Stocken, 9315 Neukirch, Schweiz: Am schönen Bodensee haben seit Herbst 2009 mehr als 100.000 verwaiste Alltagsfotografien eine neue Heimat gefunden, denn hier befindet sich seitdem die Zentrale der Bildagentur timecaps.net. Gegründet wurde sie von Jörg Hejkal und Christian Schneeberger und ich fand ihre Idee, »oft vor dem hausmüll geretteten zeitzeugen ein neues zuhause« zu geben, faszinierend, seit ich zum ersten Mal auf die Bilder aufmerksam geworden bin.

Von meiner zufälligen Begegnung mit den beiden engagierten timecaps.net-»Agenten« in der Kölner Philharmonie anlässlich der MusikTriennale und der VIP-Führung durch die dortige Ausstellung, habe ich auch bereits ausführlich berichtet. Dass ich es mit zwei absolut (Foto)-»Verrückten« zu tun haben musste, ahnte ich ja schon. Denn als ehemalige »Archivmaus« habe ich eine lebhafte Vorstellung davon, was es bedeutet, hunderttausend Fotos zu scannen, zu bearbeiten, zu verschlagworten, zu archivieren … Da muss die Begeisterung schon riesengroß und dauerhaft sein. Und genau dieser Enthusiasmus war bei unserer Begegnung auch zu spüren.

Deshalb wollte ich unbedingt noch mehr über die Hintergründe von timecaps.net wissen. Wie kamen die beiden auf die Idee, ein »fotografisches Gedächtnis« aus Alltagsfotografien anzulegen? Woher stammen die Bilder und nach welchen Kriterien werden sie archiviert? Christian Schneeberger hat es mir verraten und mir auf meine Fragen spannende Antworten gegeben:

Wann ist die Idee zu timecaps.net geboren worden?

Christian Schneeberger: Die Idee zu timecaps haben wir vor ungefähr drei Jahren schon ausgebrütet, haben sehr viel recherchiert, gesammelt, kategorisiert …  Nachdem die rechtlichen Grundsätze für die Firmengründung geklärt waren, haben wir im August 2009 timecaps gegründet und sind im September, begleitet von einer Ausstellung während des art forum berlin, online gegangen.

Seither bemühen wir uns, möglichst schnell einen großen Bildbestand online zu veröffentlichen, was aber nicht so einfach ist, da unsere Sammlungen schon mehr als 100.000 Fotos umfassen und wir speziell auf die Verschlagwortung große Aufmerksamkeit legen.

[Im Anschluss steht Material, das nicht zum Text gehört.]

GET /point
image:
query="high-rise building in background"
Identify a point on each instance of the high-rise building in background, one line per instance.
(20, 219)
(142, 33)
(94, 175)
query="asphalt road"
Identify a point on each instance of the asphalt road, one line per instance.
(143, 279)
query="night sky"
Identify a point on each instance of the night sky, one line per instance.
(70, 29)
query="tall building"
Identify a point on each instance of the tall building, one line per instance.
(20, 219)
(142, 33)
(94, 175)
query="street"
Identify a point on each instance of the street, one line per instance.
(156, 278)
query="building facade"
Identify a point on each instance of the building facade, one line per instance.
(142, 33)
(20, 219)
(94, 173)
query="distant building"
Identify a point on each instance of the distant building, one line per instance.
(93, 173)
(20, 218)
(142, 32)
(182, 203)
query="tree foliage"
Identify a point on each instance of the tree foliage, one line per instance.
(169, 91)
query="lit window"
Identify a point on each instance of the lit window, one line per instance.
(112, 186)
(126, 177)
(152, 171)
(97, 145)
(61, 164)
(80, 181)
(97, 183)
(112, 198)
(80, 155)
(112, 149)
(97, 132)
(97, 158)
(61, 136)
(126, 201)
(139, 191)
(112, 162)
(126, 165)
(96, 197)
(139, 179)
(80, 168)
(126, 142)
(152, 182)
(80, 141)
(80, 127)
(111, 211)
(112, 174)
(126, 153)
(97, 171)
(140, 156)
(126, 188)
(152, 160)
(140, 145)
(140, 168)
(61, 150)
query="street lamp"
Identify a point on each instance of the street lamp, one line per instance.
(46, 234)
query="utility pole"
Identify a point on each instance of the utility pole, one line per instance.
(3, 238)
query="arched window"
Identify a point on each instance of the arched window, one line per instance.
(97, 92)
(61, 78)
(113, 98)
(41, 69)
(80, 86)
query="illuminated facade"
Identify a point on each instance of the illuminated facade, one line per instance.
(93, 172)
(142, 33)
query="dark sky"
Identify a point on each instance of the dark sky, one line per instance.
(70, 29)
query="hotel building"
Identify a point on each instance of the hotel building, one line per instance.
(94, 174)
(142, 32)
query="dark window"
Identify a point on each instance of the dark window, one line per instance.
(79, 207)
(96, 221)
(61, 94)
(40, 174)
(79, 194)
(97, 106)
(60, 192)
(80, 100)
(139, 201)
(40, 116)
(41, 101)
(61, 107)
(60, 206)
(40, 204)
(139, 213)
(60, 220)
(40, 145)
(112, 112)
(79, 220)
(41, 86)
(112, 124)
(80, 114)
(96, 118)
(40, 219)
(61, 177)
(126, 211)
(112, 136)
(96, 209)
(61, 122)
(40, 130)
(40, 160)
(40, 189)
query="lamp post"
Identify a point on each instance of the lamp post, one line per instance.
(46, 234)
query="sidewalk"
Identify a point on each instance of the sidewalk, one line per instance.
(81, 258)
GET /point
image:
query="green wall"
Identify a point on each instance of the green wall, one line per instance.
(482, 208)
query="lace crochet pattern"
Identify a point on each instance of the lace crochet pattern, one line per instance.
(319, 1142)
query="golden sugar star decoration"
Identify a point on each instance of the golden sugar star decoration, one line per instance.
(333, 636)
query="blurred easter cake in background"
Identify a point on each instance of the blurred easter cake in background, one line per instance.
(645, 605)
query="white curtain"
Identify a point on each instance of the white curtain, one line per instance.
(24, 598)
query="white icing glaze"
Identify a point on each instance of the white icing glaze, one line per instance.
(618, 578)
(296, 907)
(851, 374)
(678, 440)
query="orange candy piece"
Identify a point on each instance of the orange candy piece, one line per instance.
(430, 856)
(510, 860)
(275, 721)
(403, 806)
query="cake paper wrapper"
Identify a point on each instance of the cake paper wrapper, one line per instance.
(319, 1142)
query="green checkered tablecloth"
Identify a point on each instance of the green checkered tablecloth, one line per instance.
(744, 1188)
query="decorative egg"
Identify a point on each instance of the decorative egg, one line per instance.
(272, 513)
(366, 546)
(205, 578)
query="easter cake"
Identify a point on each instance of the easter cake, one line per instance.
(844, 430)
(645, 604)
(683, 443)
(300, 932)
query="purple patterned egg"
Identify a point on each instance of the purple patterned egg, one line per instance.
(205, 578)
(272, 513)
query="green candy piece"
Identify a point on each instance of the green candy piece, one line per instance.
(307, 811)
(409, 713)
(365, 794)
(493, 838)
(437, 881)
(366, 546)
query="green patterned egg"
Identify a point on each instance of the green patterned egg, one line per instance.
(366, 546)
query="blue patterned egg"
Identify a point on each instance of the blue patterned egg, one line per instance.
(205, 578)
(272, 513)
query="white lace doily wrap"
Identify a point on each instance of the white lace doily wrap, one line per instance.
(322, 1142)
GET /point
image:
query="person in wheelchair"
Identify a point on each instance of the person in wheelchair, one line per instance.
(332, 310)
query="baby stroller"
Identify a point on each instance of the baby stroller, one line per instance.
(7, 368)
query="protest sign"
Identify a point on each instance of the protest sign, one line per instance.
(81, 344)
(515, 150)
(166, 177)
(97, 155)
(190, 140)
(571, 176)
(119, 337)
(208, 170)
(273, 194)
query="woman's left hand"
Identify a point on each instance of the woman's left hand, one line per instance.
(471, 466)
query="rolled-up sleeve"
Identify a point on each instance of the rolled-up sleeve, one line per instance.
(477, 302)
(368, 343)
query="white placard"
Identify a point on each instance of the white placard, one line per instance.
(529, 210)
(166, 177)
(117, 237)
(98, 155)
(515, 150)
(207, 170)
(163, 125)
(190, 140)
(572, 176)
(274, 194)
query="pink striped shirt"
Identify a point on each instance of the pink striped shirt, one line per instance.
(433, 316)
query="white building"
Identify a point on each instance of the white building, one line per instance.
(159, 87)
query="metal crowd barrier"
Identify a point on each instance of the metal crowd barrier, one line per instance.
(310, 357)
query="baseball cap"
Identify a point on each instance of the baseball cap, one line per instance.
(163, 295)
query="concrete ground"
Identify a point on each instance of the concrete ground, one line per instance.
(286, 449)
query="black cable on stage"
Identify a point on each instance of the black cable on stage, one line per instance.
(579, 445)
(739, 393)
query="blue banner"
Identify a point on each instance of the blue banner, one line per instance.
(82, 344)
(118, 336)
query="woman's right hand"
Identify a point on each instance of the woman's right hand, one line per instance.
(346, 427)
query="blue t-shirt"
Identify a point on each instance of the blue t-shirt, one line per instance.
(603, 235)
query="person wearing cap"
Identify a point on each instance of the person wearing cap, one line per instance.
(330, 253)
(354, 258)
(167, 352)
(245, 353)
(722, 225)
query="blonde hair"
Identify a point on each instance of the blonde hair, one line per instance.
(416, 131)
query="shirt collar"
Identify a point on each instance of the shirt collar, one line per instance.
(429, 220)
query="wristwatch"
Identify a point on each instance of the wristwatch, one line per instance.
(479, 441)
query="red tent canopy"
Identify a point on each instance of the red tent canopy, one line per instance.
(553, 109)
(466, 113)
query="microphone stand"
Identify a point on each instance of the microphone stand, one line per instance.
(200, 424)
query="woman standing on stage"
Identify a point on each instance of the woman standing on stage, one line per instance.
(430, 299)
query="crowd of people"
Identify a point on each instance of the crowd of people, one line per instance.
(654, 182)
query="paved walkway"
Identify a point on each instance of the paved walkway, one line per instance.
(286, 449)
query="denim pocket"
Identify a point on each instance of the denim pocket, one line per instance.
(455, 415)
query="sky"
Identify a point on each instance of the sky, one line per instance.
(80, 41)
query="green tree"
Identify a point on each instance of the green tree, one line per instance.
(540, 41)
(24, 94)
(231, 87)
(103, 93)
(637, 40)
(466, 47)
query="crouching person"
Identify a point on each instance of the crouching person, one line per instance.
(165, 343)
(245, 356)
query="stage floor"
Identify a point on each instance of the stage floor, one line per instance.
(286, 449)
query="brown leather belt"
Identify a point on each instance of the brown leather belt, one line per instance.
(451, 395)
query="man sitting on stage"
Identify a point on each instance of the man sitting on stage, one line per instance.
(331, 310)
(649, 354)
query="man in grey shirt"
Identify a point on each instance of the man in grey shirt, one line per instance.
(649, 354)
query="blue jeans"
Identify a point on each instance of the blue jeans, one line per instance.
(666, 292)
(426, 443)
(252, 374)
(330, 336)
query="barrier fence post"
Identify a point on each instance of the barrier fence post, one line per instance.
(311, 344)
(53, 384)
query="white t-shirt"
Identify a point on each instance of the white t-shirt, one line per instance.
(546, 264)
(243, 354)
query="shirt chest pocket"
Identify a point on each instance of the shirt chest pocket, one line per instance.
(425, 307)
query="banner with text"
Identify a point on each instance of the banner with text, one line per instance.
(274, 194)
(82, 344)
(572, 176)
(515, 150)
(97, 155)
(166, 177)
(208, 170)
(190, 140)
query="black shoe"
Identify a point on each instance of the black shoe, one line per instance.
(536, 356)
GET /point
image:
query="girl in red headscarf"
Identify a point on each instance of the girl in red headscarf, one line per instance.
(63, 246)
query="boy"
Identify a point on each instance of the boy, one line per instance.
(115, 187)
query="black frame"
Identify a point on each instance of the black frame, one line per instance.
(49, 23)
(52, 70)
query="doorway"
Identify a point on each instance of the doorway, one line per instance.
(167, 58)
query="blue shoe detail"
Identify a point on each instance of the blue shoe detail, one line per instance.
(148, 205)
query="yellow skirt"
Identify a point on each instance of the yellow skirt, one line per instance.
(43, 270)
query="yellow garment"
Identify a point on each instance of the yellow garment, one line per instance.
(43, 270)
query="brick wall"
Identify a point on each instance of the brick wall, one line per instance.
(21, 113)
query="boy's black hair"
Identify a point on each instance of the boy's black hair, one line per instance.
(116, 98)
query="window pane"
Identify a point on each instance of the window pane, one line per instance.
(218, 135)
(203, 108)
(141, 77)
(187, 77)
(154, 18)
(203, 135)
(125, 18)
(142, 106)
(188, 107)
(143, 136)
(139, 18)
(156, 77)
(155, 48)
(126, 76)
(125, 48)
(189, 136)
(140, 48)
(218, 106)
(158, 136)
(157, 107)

Nach welchen Kriterien katalogisiert ihr die Bilder denn?

cs: Wir habe unsere Sammlungen in 26 Kategorien aufgeteilt. Es liegt uns sehr viel daran, jedes Bild in seinem Entstehungskontext zu erfassen. Jedem Bild wird sein Ursprungsland und die Dekade, in dem es entstanden ist, zugeordnet. Neben dem anonymen Bildbestand unterscheiden wir uns damit grundlegend von allen anderen Agenturen.

Wie habt ihr angefangen bzw. wie seid ihr an die Bilder gekommen?

cs: Wie und wann es angefangen hat, weiß ich eigentlich gar nicht mehr, außer dass ich seit rund 10 Jahren sehr intensiv anonyme Fotos, sogenannte vernacular photography, sammle. Die Fotos stammen in erster Linie von Flohmärkten und Auktionen, aber auch von Privatpersonen, die mir ihren Fotonachlass vermacht haben.

Besonders wenn die Fotos kistenweise angekauft werden, ist das Ganze immer spannend. Ich weiß gar nicht wo anfangen … Das sind Schachteln voller unglaublicher und unbeschreiblicher Überraschungen: Von der strippenden Mutti bis hin zu Hassfotos eifersüchtiger Menschen, die ihren ungeliebten Bekannten die Augen oder Gesichter auf den Bildern ausgekratzt haben.